Écrire à plusieurs mains
Résumé
L'importance croissante des formes collectives d'écriture semble
témoigner d'une tendance à la liquidation de la conception romantique de
l'auteur. Elle s'affirme au profit d'un style de vie symbolique dans lequel
autrui cesse d'être une abstraction.
Renga
Le renga, forme de poésie collective très réglée, connut une faveur
extrême au Japon entre le 8ème et le 15ème siècle. Plusieurs personnes
écrivaient à la suite. Chacune s'astreignait à lier son apport à celui de son
prédécesseur, qui lui passait en somme la main et la voix.
Ressuscitant le renga à la fin des années soixante, moins comme
genre que comme système de production de textes, quatre poètes
s'enfermèrent dans un hôtel de la Rive Gauche parisienne pour produire des
poèmes à quatre mains et à quatre langues. Octavio Paz participait à
l'expérience. Dans un commentaire qui précède le livre qui en résulta,
intitulé Renga 1 , il fait observer que leur culture commune de la poésie
européenne, plus importante que les différences de langues maternelles,
infléchissait la pratique du renga vers les jeux surréalistes.
J'ai participé pour ma part à l'écriture de mon premier renga, en
prose, vers la fin des années soixante-dix. Elisabeth Bing, pionnière des
ateliers d'écriture français, animait la séance. Elle tenait entre ses mains
Renga, dont elle nous lut quelques passages. Quelques mois plus tard, avec
quelques jeunes auteurs rochelais, nous mettions le principe du renga au
service de l'écriture de textes accompagnant une exposition de collages…
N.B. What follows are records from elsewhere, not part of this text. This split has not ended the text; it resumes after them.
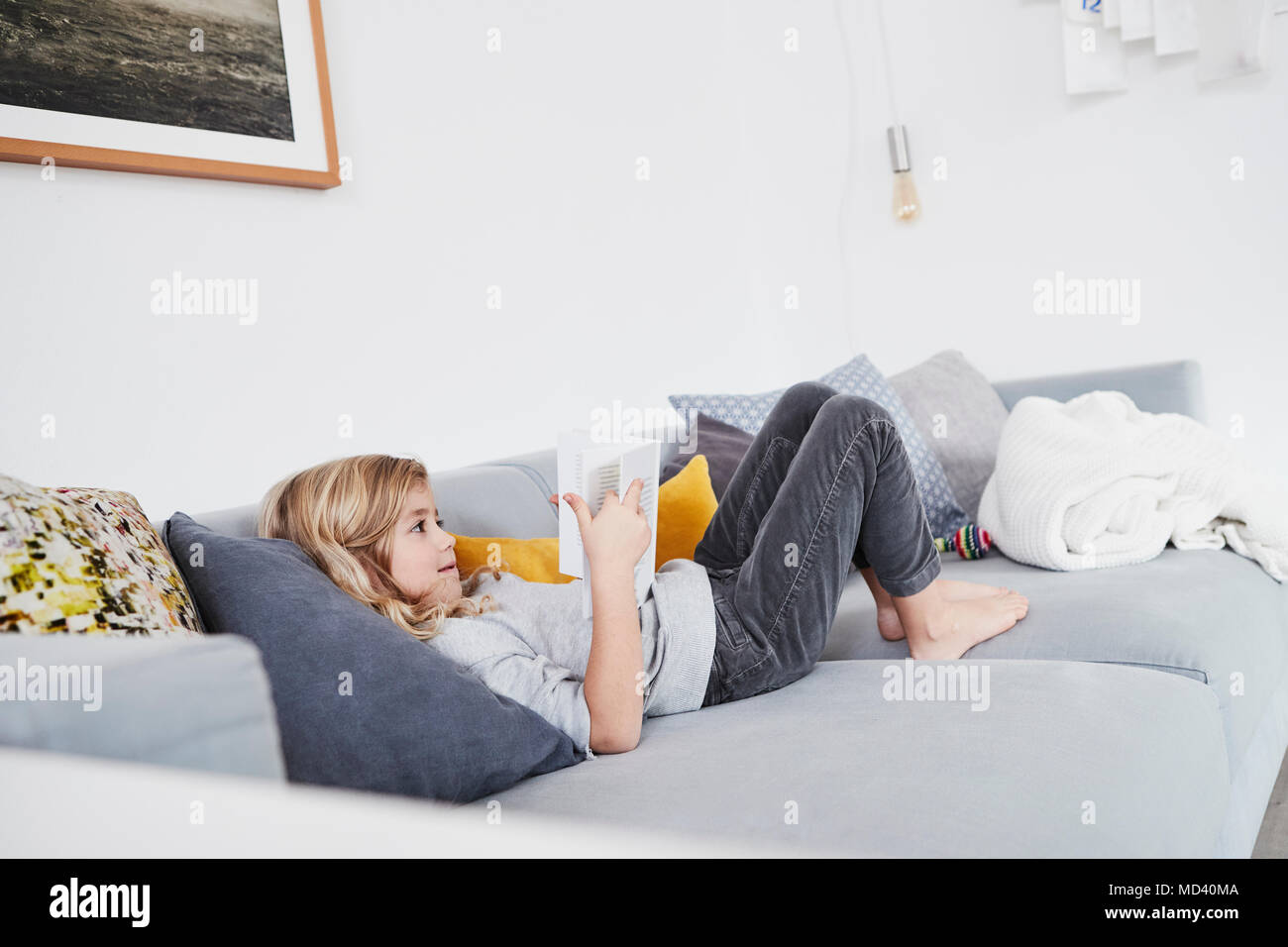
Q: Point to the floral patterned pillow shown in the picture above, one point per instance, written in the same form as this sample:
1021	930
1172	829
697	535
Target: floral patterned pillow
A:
88	562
Japon du 12ème siècle, surréalisme, Europe soixante-huitarde,
ateliers d'écriture… L'écriture collective a une histoire, qui se trouve au
cœur de questions vivantes. De quoi cette histoire nous parle-t-elle ? À
partir de quand, et sur quels critères, peut-on parler d'écriture collective ?
Quel est le sens, enfin, de ce goût croissant pour les écritures à plusieurs
mains ?
Le surréalisme, encore
Parler d'écriture collective, c'est se référer à la collecte. Il s'agirait de
colliger — l'étymologie est la même — les textes qui vont constituer un
recueil. Mais à se contenter d'évoquer le mouvement centripète qui
rassemble des textes d'origine diverses — contributions, articles, nouvelles,
critiques, etc. — au sein du même livre, on perd de vue l'essentiel : ce qui
se joue de neuf en Europe autour de cette pratique.
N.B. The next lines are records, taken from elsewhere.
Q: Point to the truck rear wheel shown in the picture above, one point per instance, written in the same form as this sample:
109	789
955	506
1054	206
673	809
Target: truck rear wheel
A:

1 Octavio Paz, Jacques Roubaud, Edoardo Sanguineti et Charles Tomlinson, Éditions Gallimard,
1971. Introduction de Claude Roy, poème collectif et réflexions des auteurs.
2
Paz a raison. Il faut remonter jusqu'au surréalisme et aux pratiques
neuves qui résument son esprit : cadavres exquis, écriture automatique, etc.
On écrit une phrase à plusieurs en pliant des papiers pour ignorer ce qu'ont
écrit les mains précédentes. Puis on lit, on s'esclaffe, on s'émeut. Le hasard
écrit, soutenu par une combinatoire syntaxique, et c'est le paradigme des
jeux d'écriture poétique qui prolifèrent aujourd'hui dans les cours de
français comme dans les ateliers d'écriture. Ou bien on y pratique cette
“écriture automatique” qui constitue l'une des définitions données par
André Breton du surréalisme.
Les ateliers prolongent ainsi, à leur façon, le rêve démocratique, des
surréalistes. Les surréalistes tenaient aux pratiques collectives. Dès 1919,
Breton et Soupault avaient écrit Les Champs magnétiques 2 . En 1930,
Breton et Éluard publient L'immaculée conception 3 . Ils affirment : “Être
deux à détruire, à construire, à vivre, c'est déjà être tous, être l'autre à
l'infini et non plus soi”. On reconnaît l'influence de Lautréamont : “La
poésie doit être faite par tous, non par un” (ou du moins : à plusieurs). Il
s'agit de “changer la vie” : de réconcilier vie et poésie après la boucherie de
14.18. Il s'agit d'une expérimentation capitale.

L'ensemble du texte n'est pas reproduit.